February 11, 2009 at 10:30 AM | Unicode | View Comments

After yesterdays post, Greg suggested I write another on how to test for Unicode safety... And unfortunately I've got some bad news: it's hard.

You never know when some developer, somewhere, will unintentionally encode or decode something the wrong way (for example, log("request for %s", unicode(url))).

But there is hope!

In my experience, almost all Unicode-related issues follow the same pattern: someone using str or unicode incorrectly and code which unexpectedly encodes/decodes a string.

The first is easy to check for: grep through the code for str( and unicode(.

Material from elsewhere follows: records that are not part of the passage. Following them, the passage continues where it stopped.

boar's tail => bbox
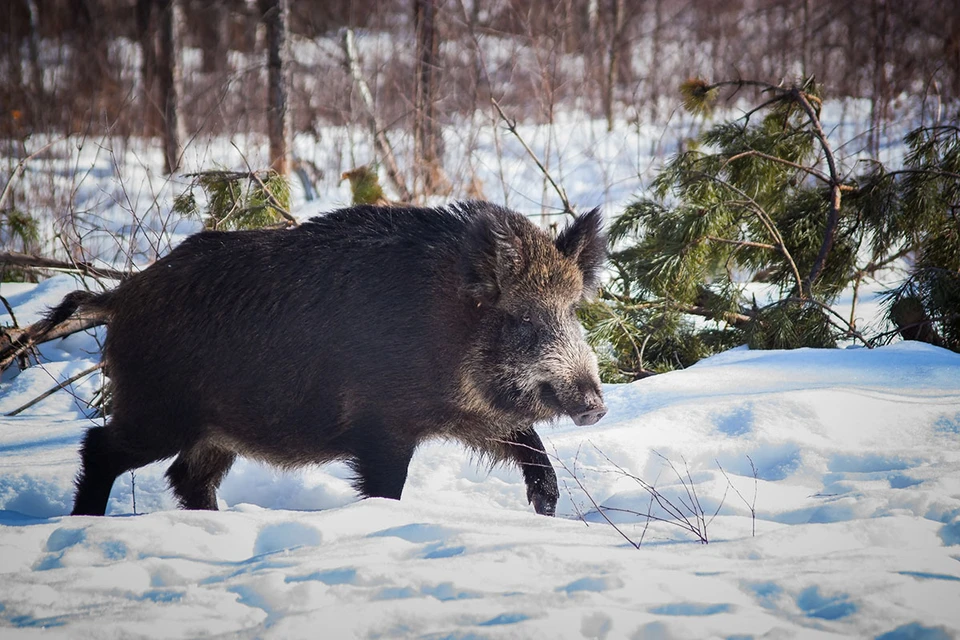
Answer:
[43,291,113,329]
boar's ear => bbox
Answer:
[556,207,607,299]
[461,212,520,305]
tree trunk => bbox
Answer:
[603,0,626,132]
[25,0,44,106]
[136,0,163,138]
[261,0,290,176]
[157,0,184,174]
[198,1,230,73]
[413,0,447,194]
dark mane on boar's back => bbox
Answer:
[63,202,606,515]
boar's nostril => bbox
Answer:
[570,407,607,427]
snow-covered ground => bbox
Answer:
[0,276,960,639]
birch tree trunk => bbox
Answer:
[157,0,184,174]
[261,0,290,176]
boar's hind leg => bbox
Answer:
[503,427,560,516]
[72,419,177,516]
[167,442,237,511]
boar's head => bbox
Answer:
[461,202,606,425]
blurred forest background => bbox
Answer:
[0,0,960,162]
[0,0,960,381]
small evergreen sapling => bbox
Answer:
[583,80,960,381]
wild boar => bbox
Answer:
[48,202,606,515]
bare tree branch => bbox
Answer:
[0,251,131,280]
[4,362,103,418]
[490,98,576,215]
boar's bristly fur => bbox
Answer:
[65,202,606,515]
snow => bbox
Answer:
[0,276,960,639]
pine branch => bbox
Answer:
[718,149,830,184]
[696,171,803,294]
[791,87,842,296]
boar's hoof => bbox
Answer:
[527,476,560,517]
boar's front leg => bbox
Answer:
[349,425,416,500]
[504,427,560,516]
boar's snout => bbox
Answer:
[540,383,607,427]
[572,404,607,427]
[570,389,607,427]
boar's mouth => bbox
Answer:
[540,382,607,427]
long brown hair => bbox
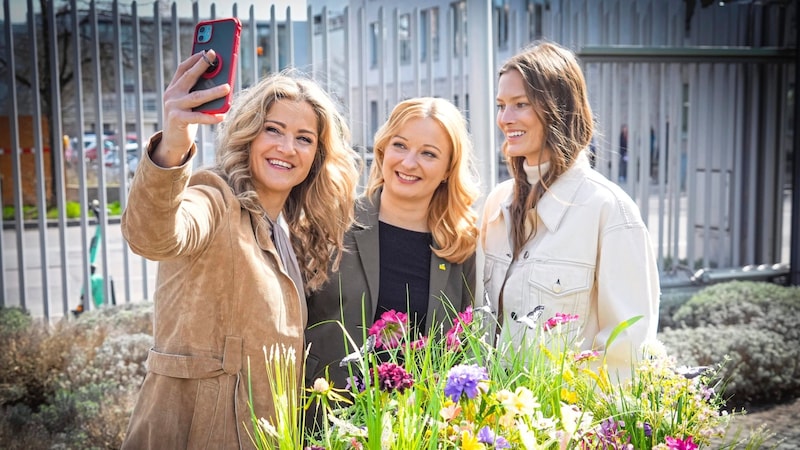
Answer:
[498,41,594,258]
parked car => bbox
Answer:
[66,133,117,165]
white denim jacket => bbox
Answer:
[481,152,660,381]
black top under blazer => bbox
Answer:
[305,191,475,388]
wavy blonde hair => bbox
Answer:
[211,70,359,292]
[498,41,594,257]
[367,97,480,263]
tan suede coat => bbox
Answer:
[122,135,306,449]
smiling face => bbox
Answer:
[250,99,319,219]
[382,117,453,208]
[497,70,550,166]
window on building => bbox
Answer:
[369,100,378,136]
[369,22,380,69]
[450,1,467,58]
[419,8,439,62]
[528,0,545,42]
[397,14,411,65]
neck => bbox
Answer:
[378,191,430,233]
[258,195,286,222]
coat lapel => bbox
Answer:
[353,191,381,321]
[425,253,450,332]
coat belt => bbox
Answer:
[147,336,242,379]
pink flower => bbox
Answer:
[575,350,600,363]
[544,313,578,331]
[445,306,473,351]
[378,363,414,393]
[664,436,697,450]
[369,309,408,348]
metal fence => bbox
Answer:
[0,0,800,319]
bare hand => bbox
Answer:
[150,50,231,167]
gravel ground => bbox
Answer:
[716,398,800,450]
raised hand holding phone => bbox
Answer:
[191,17,242,114]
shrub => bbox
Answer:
[0,306,33,335]
[659,281,800,406]
[0,303,153,449]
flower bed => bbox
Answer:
[253,309,761,450]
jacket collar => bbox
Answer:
[492,151,591,233]
[353,190,381,313]
[353,189,458,329]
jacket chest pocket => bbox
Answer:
[528,261,594,323]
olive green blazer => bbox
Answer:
[305,191,475,388]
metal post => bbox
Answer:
[789,20,800,286]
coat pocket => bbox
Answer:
[187,378,220,448]
[528,261,594,323]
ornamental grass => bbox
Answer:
[251,308,764,450]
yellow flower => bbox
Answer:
[561,388,578,405]
[461,431,486,450]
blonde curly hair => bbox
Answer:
[367,97,480,264]
[215,70,359,293]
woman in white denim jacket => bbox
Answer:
[481,42,660,381]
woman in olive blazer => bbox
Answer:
[306,97,479,398]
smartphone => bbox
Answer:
[190,17,242,114]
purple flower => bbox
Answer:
[445,306,473,351]
[369,309,408,348]
[664,436,697,450]
[544,313,578,331]
[597,418,631,448]
[478,427,511,448]
[344,375,367,392]
[444,364,489,402]
[378,363,414,393]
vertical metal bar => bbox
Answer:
[269,4,278,73]
[25,0,48,320]
[392,8,402,104]
[789,18,800,286]
[443,5,456,102]
[3,1,27,309]
[759,64,783,263]
[425,8,432,97]
[70,0,91,311]
[134,1,148,300]
[656,63,669,271]
[322,6,333,92]
[378,6,389,124]
[231,3,241,93]
[113,0,130,302]
[697,64,720,267]
[342,6,355,128]
[46,0,69,316]
[170,2,180,72]
[357,6,370,186]
[247,5,256,86]
[306,5,317,79]
[286,6,294,67]
[467,0,497,194]
[664,64,680,268]
[744,65,762,264]
[680,64,701,269]
[730,64,747,265]
[408,8,422,97]
[87,0,111,308]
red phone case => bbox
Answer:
[191,17,242,114]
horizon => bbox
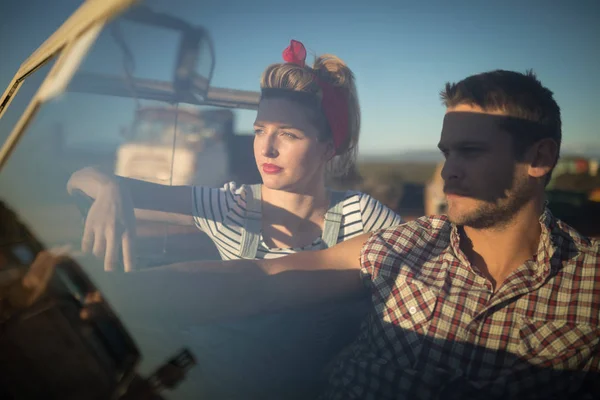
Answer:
[0,0,600,157]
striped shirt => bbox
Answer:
[193,182,401,260]
[186,182,401,400]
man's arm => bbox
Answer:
[94,234,369,323]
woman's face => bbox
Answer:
[254,120,333,193]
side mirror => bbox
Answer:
[173,27,215,100]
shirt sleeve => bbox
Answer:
[192,182,243,235]
[359,193,402,233]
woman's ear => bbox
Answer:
[325,140,335,161]
[528,139,558,178]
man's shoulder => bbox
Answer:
[365,215,452,260]
[552,219,600,265]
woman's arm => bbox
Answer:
[95,234,369,323]
[67,167,194,225]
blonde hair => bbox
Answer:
[260,54,360,176]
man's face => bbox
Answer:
[439,105,534,229]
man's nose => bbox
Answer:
[261,135,279,158]
[442,156,464,182]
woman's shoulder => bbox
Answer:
[344,190,401,232]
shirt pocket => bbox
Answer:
[374,276,437,367]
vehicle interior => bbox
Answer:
[0,1,362,399]
[0,0,600,399]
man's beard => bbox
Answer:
[449,178,532,229]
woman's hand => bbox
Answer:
[81,181,136,272]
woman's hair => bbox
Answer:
[260,54,360,176]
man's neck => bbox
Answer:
[461,201,543,291]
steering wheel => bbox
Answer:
[71,189,125,271]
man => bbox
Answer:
[92,71,600,399]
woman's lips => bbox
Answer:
[263,164,283,174]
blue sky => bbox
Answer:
[0,0,600,155]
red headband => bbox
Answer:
[283,40,349,152]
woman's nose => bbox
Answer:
[261,135,279,158]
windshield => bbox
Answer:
[0,0,600,399]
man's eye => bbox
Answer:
[461,147,482,157]
[281,132,298,139]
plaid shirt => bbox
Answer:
[323,210,600,400]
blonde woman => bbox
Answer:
[68,41,400,399]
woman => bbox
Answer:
[68,41,400,399]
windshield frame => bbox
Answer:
[0,0,139,171]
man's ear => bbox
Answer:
[527,139,558,178]
[325,140,335,161]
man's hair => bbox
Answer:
[440,70,562,180]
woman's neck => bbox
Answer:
[262,185,329,228]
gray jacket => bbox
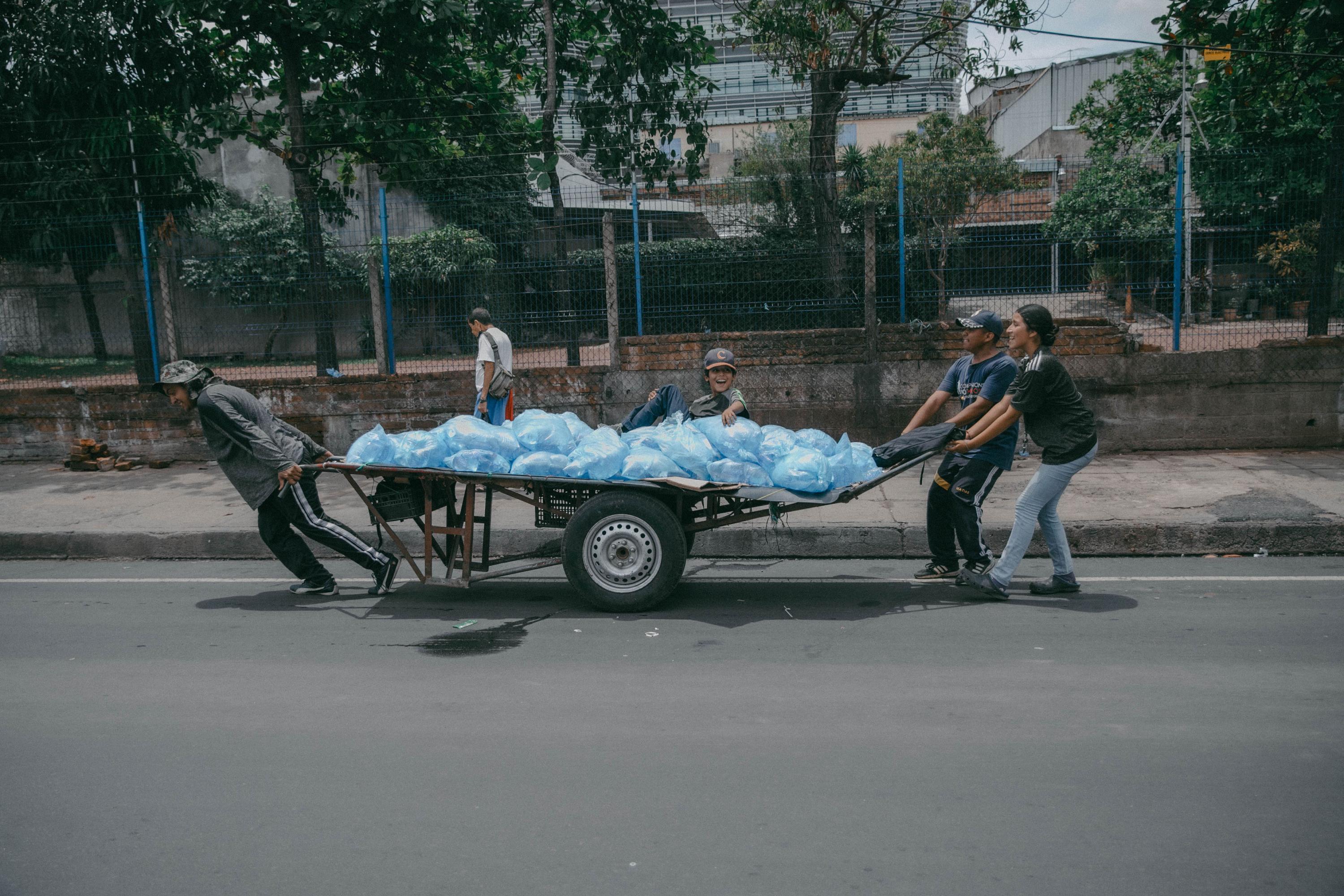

The second is harder to check for, and requires an understanding of both the code base: all of the points where the code interacts with other parts of the system (filesystem, database, network) must be found and checked.

Finally, it isn't a bad idea to throw some Unicode into the test suite. Instead of calling mock users 'user0', 'user1', Call them u'\u03bcs\xeb\u044f' (u"μsëя")*. Keep a central "database" of these sorts of strings, so it's easy for developers who don't normally write in Cyrillic to use Cyrillic characters in their code (I keep my own personal list at http://wolever.net/~wolever/wiki/unicode_audit -- a url I can now type from memory).

One word of caution, though: you're asking for world of pain if you actually think you can commit UTF-8 encoded text -- any number of things will break (subversion may helpfully fail, your editor may helpfully re-encode the file, your unenlightened developers will complain about funny question marks in their code, etc...). Instead, have a central file which defines these "canned test strings" using escaped Python strings (ie, u'\u03bc...') then import that into your test suite:

from app.tests import i18n
...
def test_user():
    u = new User(name=i18n.user)
    ...

Or tar up all the offensive files, then write a script to un-tar them when they are needed**.

So, to sum it up:

  • Make sure your developers grok (or, at least, understand) Unicode and encodings
  • Make sure your code uses str and unicode safely
  • Make sure your exit points are covered
  • Make it really easy to include Unicode in tests

Then maybe, if you're lucky, all those inconsiderate people who have the audacity to ask for more than 127 characters will be able to use your application :-)

*: A good choice both because it's easy for ignorant North Americans like myself to see that's it's correct.

**: This is how I tested DrProject's handling of Unicode filenames which are checked into the Subversion repository.